A new article on the groundbreaking Canadian National Breast Screening Study argues that the study used unscientific methods as well as “poor quality” mammography equipment, both of which effectively compromised the process and rendered the results unreliable.
Penned by Dr. Daniel Kopans of the Breast Imaging Division at Harvard Medical School, the article says contrary to the blind, randomized controlled trials typical of scientific studies, trials for the Canadian National Breast Screening Study (CNBSS), a large five-year study conducted in the early 1980s which contributed to the debate over the efficacy of regular breast cancer screening for women, were “unblinded,” as it was revealed that the women underwent a clinical breast examination prior to participation in the study.
“Women with abnormal clinical breast examinations were identified, and this information was available to the coordinators who then assigned the women on open lists,” says Kopans. “It was, therefore, possible to assign women to whichever arm the coordinator chose.”

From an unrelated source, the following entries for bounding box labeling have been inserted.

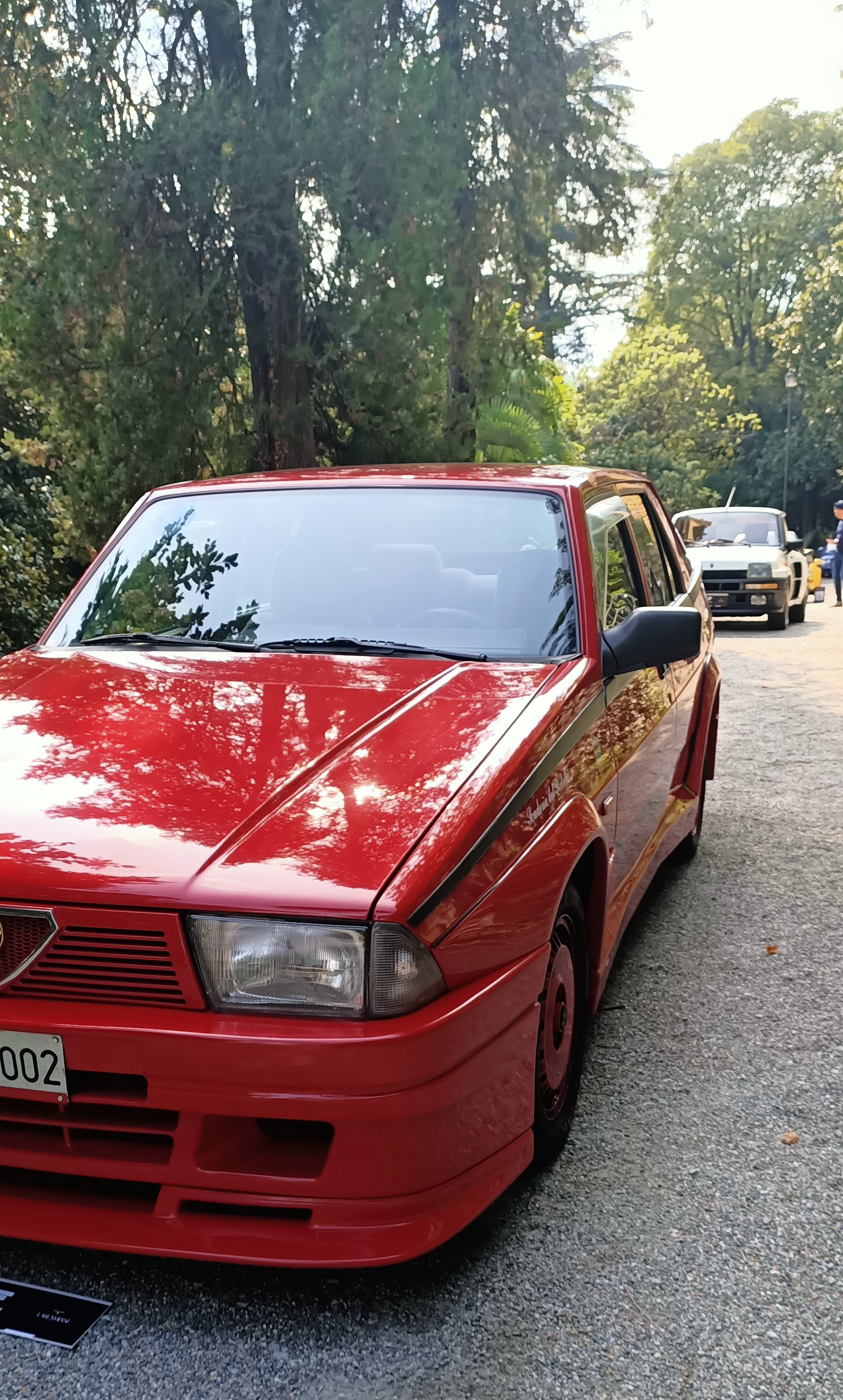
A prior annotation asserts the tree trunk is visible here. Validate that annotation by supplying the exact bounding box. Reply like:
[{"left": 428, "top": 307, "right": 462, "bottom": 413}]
[
  {"left": 438, "top": 0, "right": 477, "bottom": 462},
  {"left": 202, "top": 0, "right": 317, "bottom": 472}
]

Run between 1980 and 1985, the CNBSS involved close to 90,000 women who were assigned to two groups, those who received mammograms and those who did not, with the research intending to shed light on whether or not having mammograms affected rates of breast cancer in women between the ages of 40 and 49.
A follow-up study in 1992 found that after seven years, the rate of death due to breast cancer was not significantly different in the two groups, implying that having regular mammograms did not impact the ability of health care services to detect in time and effectively treat breast cancers.
A further follow-up study published in the British Medical Journal and conducted at the 25-year mark not only confirmed the original study’s results but added the observation that 22 per cent of breast cancers detected during screening of the original study participants turned out to be non-life threatening and were deemed to be cases of over-diagnosing, caused by regular screening.
Kopans contends that because the women were examined before participation in the study, more women with cancers or pre-cancerous tumours were allocated to the screening group, thereby skewing the results.
The CNBSS, which was a first of its kind and has since been described as “probably the most meticulously done randomized trial of screening mammography,” by H. Gilbert Welch of the Dartmouth Institute for Health Policy and Clinical Practice, is said to have influenced health care policy, such as in the United States, where in 2015 the American Cancer Society scaled back its guidelines, now saying that for women without a personal history of breast cancer, regular screening should start at 45 instead of 40. In Canada, new guidelines from the Canadian Task Force on Preventive Health Care do not recommend routine screening for women aged 40 to 49 without a personal history of breast cancer.
Other groups such as the Canadian Association of Radiologists have countered by saying that the evidence supports regular mammography for women in their forties, a position adopted by Kopans. “The scientific evidence clearly supports annual mammography screening beginning at the age of 40,” says Kopans. “The analyses that suggest that screening leads to over-diagnosis of invasive breast cancers are flawed and incorrect.”